[ELI5] What is a Compression Scheme?


In data compression, what is the compression scheme?

In: 0

This might be the first time I am ever first to an ELI5, so I might be completely wrong and missing the question.

What I learned 30 years ago in college about jpeg compression is this…

If you have a picture, each pixel has a coordinate, like battle ships game, and a color. So starting top left at (0,0) it might be blue. The next pixel (1,0) might be blue too. The next (2,0) might be cyan. Etc thru an entire picture.

If we save the data as:

(0,0) blue

(0,1) blue

(0,2) cyan

(0,3) cyan

(0,4) blue and on and on, there would be lots of information to store.

But if we look at the array (which is the list of values), we might be able to group.

We could say

(0,0-1) blue

(0,2-4) cyan

Each time we can slice the data with a run of the same values, we can compress the information and save a small amount of data.

If you imagine a full picture, if you can find two pixels side by side with the same color, we can potentially drop a bit, and save on file size.

The scheme is the set of methods used to make the file smaller.

For example, there’s “lossless” compression where the scheme looks for patterns or redundancies in the data such that it can represent them in a smaller form that, when uncompressed again, is bit-for-bit identical to the original file.

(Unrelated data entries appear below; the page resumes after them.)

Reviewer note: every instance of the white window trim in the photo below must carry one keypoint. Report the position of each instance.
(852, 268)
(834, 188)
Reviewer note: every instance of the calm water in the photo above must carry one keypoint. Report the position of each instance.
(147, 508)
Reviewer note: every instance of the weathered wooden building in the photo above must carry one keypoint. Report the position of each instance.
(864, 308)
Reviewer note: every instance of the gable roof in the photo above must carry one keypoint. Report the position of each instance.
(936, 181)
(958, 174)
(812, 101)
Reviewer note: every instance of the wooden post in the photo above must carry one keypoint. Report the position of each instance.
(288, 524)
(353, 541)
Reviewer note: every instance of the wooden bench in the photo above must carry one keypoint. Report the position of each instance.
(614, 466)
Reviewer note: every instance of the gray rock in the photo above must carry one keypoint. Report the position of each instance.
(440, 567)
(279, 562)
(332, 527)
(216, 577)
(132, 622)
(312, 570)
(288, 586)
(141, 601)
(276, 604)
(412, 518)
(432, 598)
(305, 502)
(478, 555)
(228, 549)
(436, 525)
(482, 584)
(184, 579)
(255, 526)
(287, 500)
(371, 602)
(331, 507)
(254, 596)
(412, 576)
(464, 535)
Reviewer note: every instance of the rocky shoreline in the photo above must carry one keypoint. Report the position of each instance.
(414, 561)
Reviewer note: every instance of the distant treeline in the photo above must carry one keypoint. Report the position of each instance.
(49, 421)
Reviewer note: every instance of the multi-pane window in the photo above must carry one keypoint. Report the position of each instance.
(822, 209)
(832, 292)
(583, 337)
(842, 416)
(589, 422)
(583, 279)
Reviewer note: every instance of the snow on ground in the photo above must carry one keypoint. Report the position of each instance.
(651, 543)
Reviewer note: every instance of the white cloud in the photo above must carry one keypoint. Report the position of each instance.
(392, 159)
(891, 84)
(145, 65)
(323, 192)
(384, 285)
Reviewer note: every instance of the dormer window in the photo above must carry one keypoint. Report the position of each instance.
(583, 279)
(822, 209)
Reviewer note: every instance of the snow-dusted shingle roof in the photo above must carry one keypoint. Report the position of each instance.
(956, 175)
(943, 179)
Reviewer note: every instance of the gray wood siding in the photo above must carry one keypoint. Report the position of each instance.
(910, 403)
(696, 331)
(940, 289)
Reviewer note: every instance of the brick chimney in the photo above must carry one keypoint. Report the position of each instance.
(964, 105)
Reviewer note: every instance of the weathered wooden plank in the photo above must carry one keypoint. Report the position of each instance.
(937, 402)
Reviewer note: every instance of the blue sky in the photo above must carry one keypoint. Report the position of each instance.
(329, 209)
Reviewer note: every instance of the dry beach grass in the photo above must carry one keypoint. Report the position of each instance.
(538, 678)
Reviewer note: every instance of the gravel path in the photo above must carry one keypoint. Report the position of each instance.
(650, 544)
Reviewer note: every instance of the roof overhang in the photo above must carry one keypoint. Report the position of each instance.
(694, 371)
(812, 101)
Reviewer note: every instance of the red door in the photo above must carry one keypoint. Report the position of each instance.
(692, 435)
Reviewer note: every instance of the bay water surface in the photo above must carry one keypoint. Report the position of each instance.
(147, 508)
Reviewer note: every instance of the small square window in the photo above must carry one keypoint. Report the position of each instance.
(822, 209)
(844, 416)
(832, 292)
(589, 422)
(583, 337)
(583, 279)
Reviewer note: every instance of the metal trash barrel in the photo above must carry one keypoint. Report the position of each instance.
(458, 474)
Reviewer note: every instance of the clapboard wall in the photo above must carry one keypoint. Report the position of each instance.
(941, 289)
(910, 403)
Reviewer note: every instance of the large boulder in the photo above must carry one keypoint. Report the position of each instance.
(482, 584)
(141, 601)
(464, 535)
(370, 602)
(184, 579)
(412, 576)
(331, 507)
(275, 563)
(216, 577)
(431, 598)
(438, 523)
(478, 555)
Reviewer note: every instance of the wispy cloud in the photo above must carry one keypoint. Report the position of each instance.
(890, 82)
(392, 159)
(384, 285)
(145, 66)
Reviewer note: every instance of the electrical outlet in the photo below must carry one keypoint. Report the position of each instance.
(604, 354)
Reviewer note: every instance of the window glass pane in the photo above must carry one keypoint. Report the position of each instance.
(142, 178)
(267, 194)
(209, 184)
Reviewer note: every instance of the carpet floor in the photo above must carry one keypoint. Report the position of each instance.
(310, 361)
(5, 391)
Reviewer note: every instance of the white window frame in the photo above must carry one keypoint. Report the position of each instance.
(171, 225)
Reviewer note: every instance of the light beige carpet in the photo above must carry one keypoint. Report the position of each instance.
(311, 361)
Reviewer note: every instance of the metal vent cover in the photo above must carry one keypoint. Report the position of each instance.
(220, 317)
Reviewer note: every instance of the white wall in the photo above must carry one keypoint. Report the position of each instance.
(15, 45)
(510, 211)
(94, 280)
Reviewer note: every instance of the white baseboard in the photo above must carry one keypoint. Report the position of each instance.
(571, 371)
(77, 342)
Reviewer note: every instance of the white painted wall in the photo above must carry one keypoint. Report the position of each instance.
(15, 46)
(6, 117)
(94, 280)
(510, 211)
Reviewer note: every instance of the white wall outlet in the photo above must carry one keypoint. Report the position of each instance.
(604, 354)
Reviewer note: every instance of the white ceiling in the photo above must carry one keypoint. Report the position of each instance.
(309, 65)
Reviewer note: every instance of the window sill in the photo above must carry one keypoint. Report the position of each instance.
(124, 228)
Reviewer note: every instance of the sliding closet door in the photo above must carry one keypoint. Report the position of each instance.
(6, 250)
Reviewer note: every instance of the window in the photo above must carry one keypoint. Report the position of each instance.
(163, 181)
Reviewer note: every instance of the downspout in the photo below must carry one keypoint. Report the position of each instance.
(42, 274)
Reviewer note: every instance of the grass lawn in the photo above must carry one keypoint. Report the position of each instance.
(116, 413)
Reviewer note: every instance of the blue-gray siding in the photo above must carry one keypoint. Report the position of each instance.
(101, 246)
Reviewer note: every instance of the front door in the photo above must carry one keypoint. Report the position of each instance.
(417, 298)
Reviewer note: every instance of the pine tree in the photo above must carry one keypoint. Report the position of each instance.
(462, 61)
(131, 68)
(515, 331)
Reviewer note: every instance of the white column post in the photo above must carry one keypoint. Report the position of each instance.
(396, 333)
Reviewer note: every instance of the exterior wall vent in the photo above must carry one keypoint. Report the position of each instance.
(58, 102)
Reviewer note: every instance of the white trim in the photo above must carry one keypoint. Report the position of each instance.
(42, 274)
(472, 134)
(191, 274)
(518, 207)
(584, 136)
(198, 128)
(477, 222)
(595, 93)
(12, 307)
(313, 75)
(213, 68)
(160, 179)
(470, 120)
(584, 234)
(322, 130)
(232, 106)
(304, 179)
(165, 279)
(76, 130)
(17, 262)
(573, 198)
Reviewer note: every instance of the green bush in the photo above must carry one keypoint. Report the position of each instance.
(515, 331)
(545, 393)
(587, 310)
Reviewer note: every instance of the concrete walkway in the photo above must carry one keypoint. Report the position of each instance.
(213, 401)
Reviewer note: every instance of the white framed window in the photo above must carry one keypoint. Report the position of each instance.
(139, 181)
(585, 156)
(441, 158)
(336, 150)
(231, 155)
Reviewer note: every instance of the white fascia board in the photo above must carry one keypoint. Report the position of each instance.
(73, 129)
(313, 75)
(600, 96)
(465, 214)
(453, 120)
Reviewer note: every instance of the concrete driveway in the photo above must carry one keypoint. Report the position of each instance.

Examples of lossless compression are PNG images, ZIP archives and FLAC audio. What you put into them, you get exactly the same thing back out.


Then there are “lossy” compression schemes. Lossy schemes look for ways to throw away or generate an approximation of input data which will produce a different output that is hopefully just *not easily distinguishable* from the original.

For example, MP3 and AAC audio work by throwing away or smudging sounds that their “psychoacoustic model” thinks that you won’t be able to hear.

Video compression schemes like H.264 and VP9 work by looking for similarities and patterns within *and even* ***between*** frames of a video and fudging them in such a way that it isn’t very noticeable. They also tend to handle brightness/darkness (“luma”) and colors (“chroma”) in a biased way so that they can more heavily fudge certain differences in colors and shading that they think you can’t see.

A compression scheme is simply the method used to compress data. So DEFLATE, LZMA, RLE etc.

You will see the word “scheme” used all over IT, basically it’s analogous to “method”, “implementation”, “template”, “algorithm” etc.